Despite some serious logistical challenges, Grass Valley will push forward with naming its largest upcoming municipal project after slain U.S. Ambassador Chris Stevens, who was born in the town.
“It’s very generous of them to consider honoring Chris,” said Jan Stevens, the emissary’s father, in a phone interview with The Union. “We’re very gracious of their consideration.”
One of those challenges is to garner California legislature approval of changing the name of a nearly $25 million planned project to add on- and off-ramps to Highway 49/20 at Dorsey Drive from “Dorsey Interchange” to something in honor of Stevens. It will require a legislative sponsor, said Public Works Director Tim Kiser.
“This is a lengthy process, but maybe we can get it expedited based on the circumstance,” said Councilman Howard Levine.
Another challenge is not enraging veterans.
The Dorsey Drive bridge that currently spans over the highway is named in honor Pfc. Thomas W. Cranford, who died in the Vietnam War. The bridge was named in honor of Cranford by Blue Star Moms, an organization dedicated to preserving the memory of members of the armed forces.

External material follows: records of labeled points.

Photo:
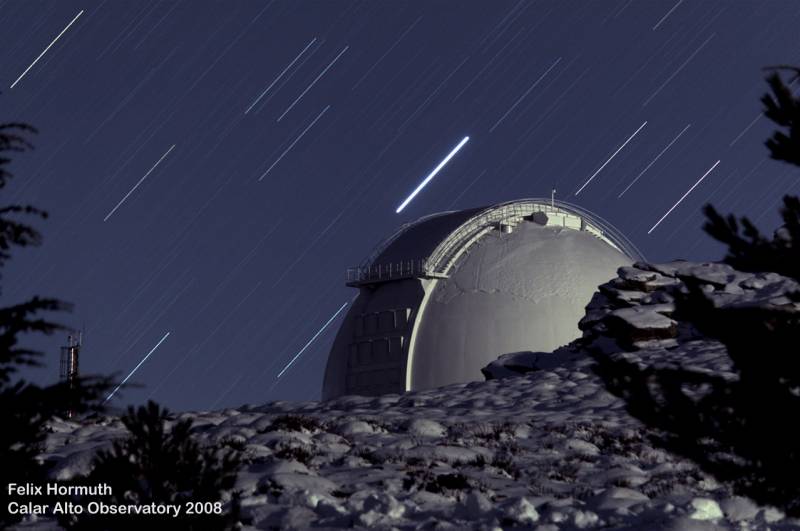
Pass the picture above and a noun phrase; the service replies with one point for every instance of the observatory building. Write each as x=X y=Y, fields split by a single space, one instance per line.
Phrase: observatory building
x=449 y=293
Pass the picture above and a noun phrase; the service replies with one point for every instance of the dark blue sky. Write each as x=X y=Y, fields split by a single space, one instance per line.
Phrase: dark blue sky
x=237 y=241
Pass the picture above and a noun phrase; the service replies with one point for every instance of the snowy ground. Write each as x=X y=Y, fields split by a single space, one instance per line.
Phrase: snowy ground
x=548 y=449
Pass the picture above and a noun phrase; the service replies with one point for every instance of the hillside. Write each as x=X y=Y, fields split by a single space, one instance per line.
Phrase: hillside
x=539 y=445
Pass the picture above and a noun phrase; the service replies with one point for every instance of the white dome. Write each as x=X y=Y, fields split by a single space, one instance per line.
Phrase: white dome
x=446 y=295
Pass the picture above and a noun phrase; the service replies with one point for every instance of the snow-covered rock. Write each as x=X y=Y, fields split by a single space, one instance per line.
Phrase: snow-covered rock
x=539 y=445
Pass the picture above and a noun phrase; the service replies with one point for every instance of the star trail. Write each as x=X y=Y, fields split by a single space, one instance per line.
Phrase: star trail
x=212 y=169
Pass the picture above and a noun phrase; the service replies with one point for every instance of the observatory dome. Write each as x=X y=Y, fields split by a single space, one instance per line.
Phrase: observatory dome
x=449 y=293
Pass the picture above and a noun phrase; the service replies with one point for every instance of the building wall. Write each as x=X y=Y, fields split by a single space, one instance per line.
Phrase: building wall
x=369 y=353
x=523 y=291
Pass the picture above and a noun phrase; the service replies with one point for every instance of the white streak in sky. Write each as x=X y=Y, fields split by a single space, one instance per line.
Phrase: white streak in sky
x=668 y=14
x=664 y=84
x=137 y=184
x=312 y=339
x=609 y=158
x=682 y=198
x=296 y=140
x=137 y=367
x=45 y=50
x=525 y=94
x=280 y=75
x=654 y=160
x=432 y=174
x=312 y=83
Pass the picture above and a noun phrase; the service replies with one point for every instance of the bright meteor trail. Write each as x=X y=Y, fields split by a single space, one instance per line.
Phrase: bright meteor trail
x=136 y=368
x=432 y=175
x=45 y=50
x=312 y=339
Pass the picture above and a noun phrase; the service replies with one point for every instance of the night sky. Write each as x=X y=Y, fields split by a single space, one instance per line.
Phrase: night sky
x=212 y=168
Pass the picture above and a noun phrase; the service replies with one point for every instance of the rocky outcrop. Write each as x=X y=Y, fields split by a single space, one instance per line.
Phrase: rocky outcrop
x=633 y=316
x=548 y=449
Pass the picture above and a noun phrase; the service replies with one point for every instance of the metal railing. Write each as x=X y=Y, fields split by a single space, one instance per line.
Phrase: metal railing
x=445 y=254
x=394 y=271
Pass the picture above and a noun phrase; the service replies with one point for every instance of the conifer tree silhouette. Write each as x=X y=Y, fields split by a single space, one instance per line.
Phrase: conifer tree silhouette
x=740 y=431
x=25 y=408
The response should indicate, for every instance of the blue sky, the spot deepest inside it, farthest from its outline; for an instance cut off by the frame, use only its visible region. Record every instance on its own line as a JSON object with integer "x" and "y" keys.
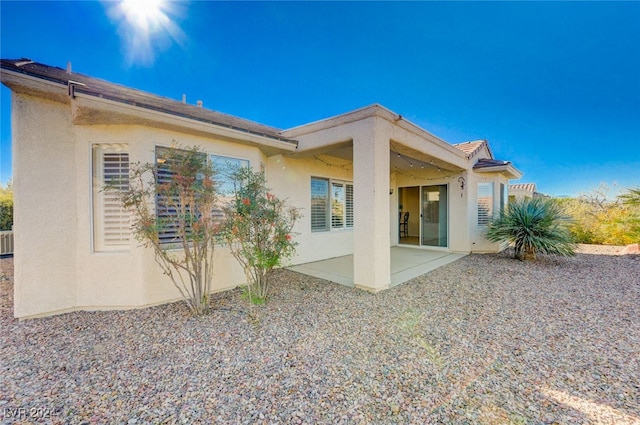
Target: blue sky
{"x": 553, "y": 86}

“We certainly don’t want to discredit the sacrifice of Thomas Cranford,” said Mayor Dan Miller.
Instead, the council voted at its Tuesday night meeting to name the interchange itself in honor of Stevens, which would not change the designation of the bridge in honor of Cranford nor the name of Dorsey Drive, Miller said.
“I think it is definitely worth staff time to pursue this,” said Councilwoman Lisa Swarthout. “And some of us can reach out to some of the legislators.”
With the council’s resolution to pursue the renaming, city staff will get the ball rolling with the California Department of Transportation (CalTrans), as council members reach out to legislators and local veterans associations about not negating Cranford’s designation, Kiser said.
Stevens was reportedly killed during a strike on the U.S. consulate in Benghazi, Libya, on the 11th anniversary of the Sept. 11, 2001, terrorist attacks. Also killed in the consulate attack were a State Department computer expert and two former Navy SEALs acting as CIA security contractors.
Stevens was laid to rest around Thanksgiving 2012 in at a family plot Grass Valley.
“The fact that he was laid to rest here — this area obviously meant a lot to this family,” Swarthout said.
Stevens was born in 1960 at Sierra Memorial Hospital, as were his two younger siblings, his father told The Union.
One of the arguments for the new highway interchange is faster access to that hospital, of which Stevens’ grandfather, Elmer “Chief” Stevens, was one of the founders.
Even though Jan Stevens’ work as California’s assistant attorney general took his family to the Bay Area when Chris Stevens was young, he frequently returned to Grass Valley in his youth to visit his grandparents.
“Chief” Stevens was a well known history and speech teacher at Grass Valley High School before it consolidated with Nevada City High School and became Nevada Union High School. His grandmother, Marguerite Stevens, taught Spanish and physical education at Nevada City High School,
“I had my public speaking and government class with ‘Chief’ Stevens,” said Miller. “‘Chief’ was one of the most liked teachers at Nevada Union at that time.”
Stevens’ mother, Mary Commanday, and Jan Stevens attended rival schools in Nevada City and Grass Valley in the days before the two were consolidated into Nevada Joint Union High School. Jan Stevens’ mother, Margaret Stevens, was Commamday’s Latin at Nevada City High School.
“I think it’s quite an appropriate idea,” Commanday said of the proposal to name the interchange after her son in an email to The Union.
Should the hurdles before naming the interchange in honor of Stephens prove insurmountable, Miller said there are other options.
“What we’ve found out is that only McKnight Way was not yet named after a service man killed,” Mill said. “Our fallback position would be to name the McKnight Way (bridge) after Stevens.”